Dans un récent arrêt du 5 novembre 2020, en réponse à une action du bailleur, la Cour d’appel de Grenoble a rejeté les moyens soulevés par le locataire aux motifs (i) s’agissant de la force majeure, que ce-dernier ne justifiait pas de difficultés de trésorerie telles qu’il n’était plus en mesure de payer ses loyers et (ii) s’agissant de l’exception d’inexécution, que le bail ne subordonnait pas le paiement des loyers à une occupation particulière des locaux ni à aucun taux de remplissage.

Même si à ce jour, les actions engagées n’ont pas connu le succès escompté, selon le libellé du contrat de bail, le fondement de l’exception d’inexécution semble être le moyen le plus sérieux à la disposition des locataires.

Comportement déloyal : contentieux franchisés / FnacDarty

Réunis au sein d’un groupement, des franchisés de l’enseigne de distribution Fnac-Darty, s’estimant lésés par l’attitude de leur franchiseur durant le premier confinement, ont engagé à son encontre une action en réparation devant le Tribunal de commerce de Paris. Ils reprochent notamment à l’enseigne un mauvais choix de gestion l’ayant conduite à suspendre les approvisionnements, les contraignant de facto à fermer leurs magasins, alors que leurs activités (la vente de produits électroménagers) n’étaient pas interdites.

Bien qu’on puisse imaginer que ce contentieux trouve sa source dans un malaise plus profond, son existence confirme la sensibilité des rapports entre franchisés et franchiseurs qui, dans un contexte de crise exceptionnel, invite la tête de réseau à manifester une particulière vigilance à l’égard de ses affiliés.

La procédure est en cours.

II. ENSEIGNEMENTS A TIRER

Aucun enseignement de portée générale ne peut encore être tiré des premières décisions rendues. Chaque cas est spécifique et nécessite avant tout de se référer au contrat, en particulier, s’il en existe une, à la clause de force majeure dont l’efficacité sera fonction de son contenu. En toute hypothèse, la décision de suspendre l’exécution des obligations litigieuses dépendra de l’effectivité des difficultés, notamment de trésorerie, rencontrées par le demandeur.

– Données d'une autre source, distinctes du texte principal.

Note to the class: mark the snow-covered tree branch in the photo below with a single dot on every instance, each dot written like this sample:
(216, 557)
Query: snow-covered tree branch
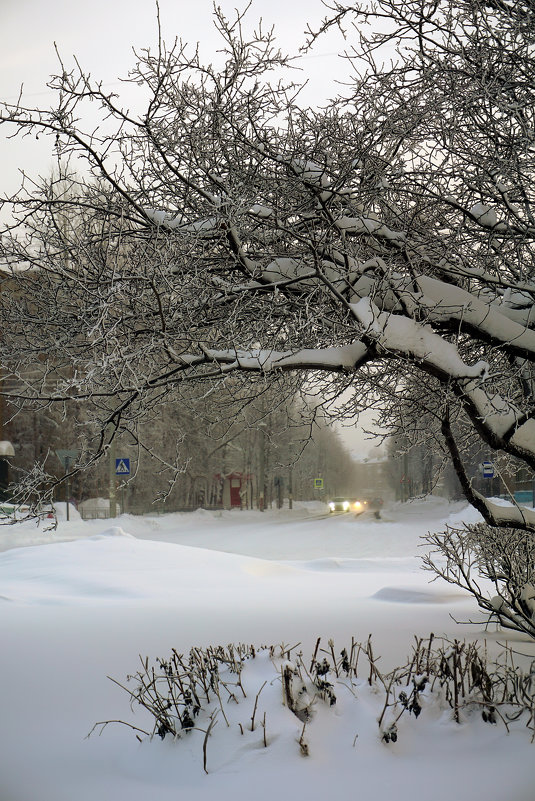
(223, 229)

Compte tenu des aléas propres à toute démarche judiciaire, il est recommandé au premier stade de favoriser la recherche d’une solution commerciale. Tel est d’ailleurs le sens de la réforme de la procédure civile entrée en vigueur le 1er janvier 2020, qui donne priorité aux modes alternatifs de règlement des litiges avant tout contentieux devant les juridictions. C’est également en ce sens que vont la Charte des bonnes pratiques entre commerçants et bailleurs mise en place par le Ministère de l’Economie et des Finances le 3 juin 20205 et la recommandation de la Commission d’Examen des Pratiques Commerciales du 6 juillet 2020 relative aux effets de la crise sanitaire dans la grande distribution alimentaire.

Si néanmoins le recours au Juge ne peut pas être évité, dans le contexte actuel, tout laisse à penser que ce-dernier sera particulièrement attentif au strict respect par les parties des principes de bonne foi et de loyauté qui doivent régir leurs relations commerciales.